Fact-check: Ukraine has “increased the weight of artillery fires” across southern Ukraine and continues to disrupt Russian supply lines with long-range strikes, the British Defence Ministry noted in an intelligence update posted Tuesday on Twitter. While it’s not possible to determine “the extent of Ukrainian advances,” the ministry said, Russia has been reorganizing its forces since the beginning of the month, and most Russian units around Kherson are “likely under-manned.”

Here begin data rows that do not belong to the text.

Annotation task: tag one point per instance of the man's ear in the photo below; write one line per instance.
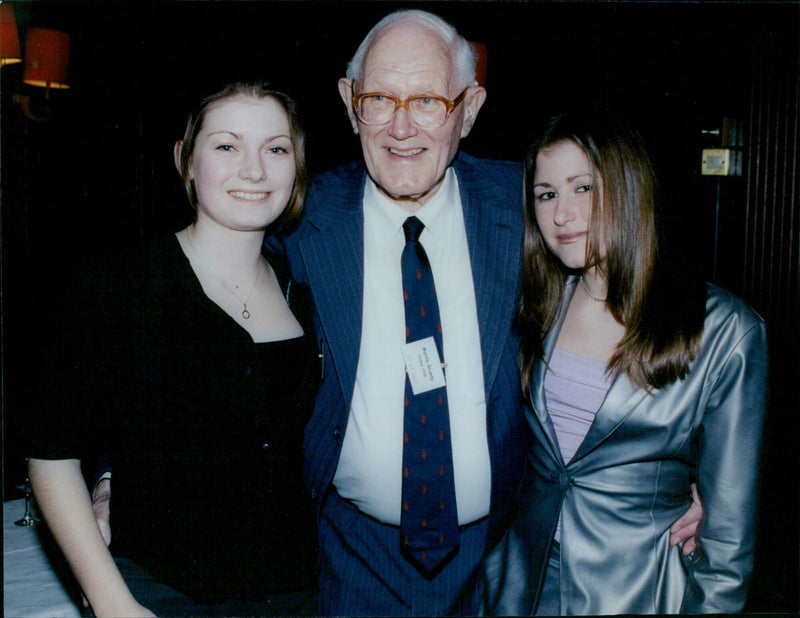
(176, 154)
(472, 105)
(346, 92)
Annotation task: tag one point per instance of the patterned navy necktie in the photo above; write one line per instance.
(429, 518)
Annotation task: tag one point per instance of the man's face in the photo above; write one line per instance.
(408, 162)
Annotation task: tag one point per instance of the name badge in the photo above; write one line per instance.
(423, 366)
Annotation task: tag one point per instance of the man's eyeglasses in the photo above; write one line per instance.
(428, 111)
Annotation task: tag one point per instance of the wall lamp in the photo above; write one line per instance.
(46, 63)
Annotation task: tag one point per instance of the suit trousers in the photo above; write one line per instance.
(363, 573)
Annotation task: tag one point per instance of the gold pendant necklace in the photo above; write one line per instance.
(586, 291)
(245, 312)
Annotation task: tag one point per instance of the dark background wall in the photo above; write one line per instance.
(98, 175)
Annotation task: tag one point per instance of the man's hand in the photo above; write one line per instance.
(101, 505)
(685, 529)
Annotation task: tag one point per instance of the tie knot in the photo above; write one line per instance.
(413, 228)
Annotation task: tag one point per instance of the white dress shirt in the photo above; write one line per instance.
(370, 466)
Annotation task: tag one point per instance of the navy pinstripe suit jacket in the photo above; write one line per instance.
(327, 254)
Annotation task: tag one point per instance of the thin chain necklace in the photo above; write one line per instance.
(586, 291)
(245, 312)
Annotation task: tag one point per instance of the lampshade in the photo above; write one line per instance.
(46, 58)
(481, 53)
(9, 37)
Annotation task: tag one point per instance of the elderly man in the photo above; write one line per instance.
(411, 95)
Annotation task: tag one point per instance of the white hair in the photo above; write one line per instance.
(458, 47)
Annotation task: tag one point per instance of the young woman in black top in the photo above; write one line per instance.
(191, 364)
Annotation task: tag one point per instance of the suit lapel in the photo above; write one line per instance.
(495, 256)
(333, 254)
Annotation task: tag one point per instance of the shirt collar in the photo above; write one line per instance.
(389, 217)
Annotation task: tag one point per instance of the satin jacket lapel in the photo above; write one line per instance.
(333, 253)
(492, 249)
(621, 400)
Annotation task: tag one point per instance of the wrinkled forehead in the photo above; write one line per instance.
(408, 50)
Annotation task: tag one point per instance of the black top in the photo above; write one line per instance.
(203, 426)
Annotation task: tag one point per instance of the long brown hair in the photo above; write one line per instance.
(662, 310)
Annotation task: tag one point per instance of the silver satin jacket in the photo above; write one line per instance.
(630, 480)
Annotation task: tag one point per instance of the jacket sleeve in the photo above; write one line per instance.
(727, 473)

Tricky, tricky, tricky. Ukraine has been using decoy artillery batteries to trick Russia into using its long-range cruise missiles, the Washington Post reports. The wooden dummies—built to look like advanced weapons systems sent by the U.S.—have drawn “at least 10 Kalibr cruise missiles,” according to a Ukrainian official. The replicas may also explain why, according to one U.S. diplomat, Russia has “claimed to have hit more HIMARS than we have even sent.” 

The White House is calling for a demilitarized zone around the Zaporizhzhia nuclear plant. “A nuclear power plant is not the appropriate location for combat operations,” National Security Council spokesman John Kirby told reporters Monday, adding that the U.S. also believes the power outage last week shows why “a controlled shutdown” of the plant’s nuclear reactors is necessary immediately. You’ll recall that a team from the International Atomic Energy Agency is on its way to inspect that plant now.  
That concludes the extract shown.